Both fields are optional. A task with no time and no estimate works exactly the way it always has.
Due time
When a task has a date, you can also pin a time of day to it.
- Where to set it. Open a task, click the Due chip, and pick a date as usual. Underneath the date row there's a time editor. Type
3pm,15:00, or pick from the suggestions. - How it displays. The Due chip reads
Apr 28 · 3 PMinstead of justApr 28. List rows show the same compact form. - What it's for. Hard time-of-day commitments that don't deserve a calendar event. "Doctor at 3pm," "leave for the airport at 6," "pick up Aiden at 3:15." Anything you'd otherwise put on a sticky note next to your monitor.
Due time isn't a reminder. To get notified, set a reminder on the task. The two are independent.
Estimated duration
Mark how long a task usually takes. The estimate becomes a small chip on the row and feeds the time filter.
The Estimate picker: preset duration chips plus a Custom (minutes) field.
- Where to set it. Open a task and find the Estimate chip in the chip rail (or use
, m, mnemonic: minutes, for the keyboard shortcut). The picker shows a grid of presets (5m / 10m / 15m / 30m / 45m / 1h / 1h 30m / 2h), plus a Custom field for anything else. - How it displays. A small
30mpill on the task row, sized to match the other meta chips. - What it's for. Honest planning. You don't need to estimate every task, just the ones whose size you genuinely know.
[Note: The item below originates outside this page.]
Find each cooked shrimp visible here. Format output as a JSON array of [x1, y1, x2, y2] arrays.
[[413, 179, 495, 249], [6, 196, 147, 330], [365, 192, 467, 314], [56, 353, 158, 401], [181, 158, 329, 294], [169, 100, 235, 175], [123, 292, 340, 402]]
Even rough estimates (5/15/30/60) make the time filter useful.
Capture syntax
Quick Capture (n) understands time and duration inline, so you can drop a fully-populated task without touching a single chip:
| You type | What MLW parses |
|---|---|
Doctor 3pm tomorrow | Title "Doctor", due tomorrow at 3 PM |
Standup 9 AM | Title "Standup", due today (or next workday) at 9 AM |
Renew passport ~30min | Title "Renew passport", estimated duration 30 min |
Triage inbox [15m] | Title "Triage inbox", estimated duration 15 min |
Doctor 3pm tomorrow ~30min | All three at once |
Both bracket forms (~30min and [15m]) work. Bare times like 3pm, 15:00, 9 AM get treated as a due time; ~Nmin / [Nm] / ~Nh get treated as a duration.
The time filter: "what fits in 15 minutes?"
On Today and Next Actions, the chip rail has a duration filter (⏱) pinned to the left.
- Presets:
≤5m / ≤15m / ≤30m / ≤45m / ≤1h / ≥1h(six buckets) - Toggle: "Also show unestimated tasks". Off by default. With this off, tasks without an estimate are hidden so the filter answers exactly "what could I finish in N minutes." With it on, the filter relaxes to "anything estimated at ≤N minutes, plus everything else."
The chip has a stable width so toggling it on/off doesn't shift the rest of the chip rail.
Combine with other filters to slice further: ⏱ ≤15m + Personal area + @phone, exactly the calls you can knock out before your next meeting.
Tips
- Estimate the ones you know. Don't try to estimate everything. Even just having
5m / 15m / 30mon the calls and admin tasks makes the time filter genuinely useful. - Capture-syntax beats chip-picks. If your hands are already typing,
Doctor 3pm ~30minis one motion. Reaching for the Estimate chip is two. - Time on the Due chip ≠ a reminder. They're different surfaces. The Due time is just metadata so you remember; reminders are what actually buzz your phone.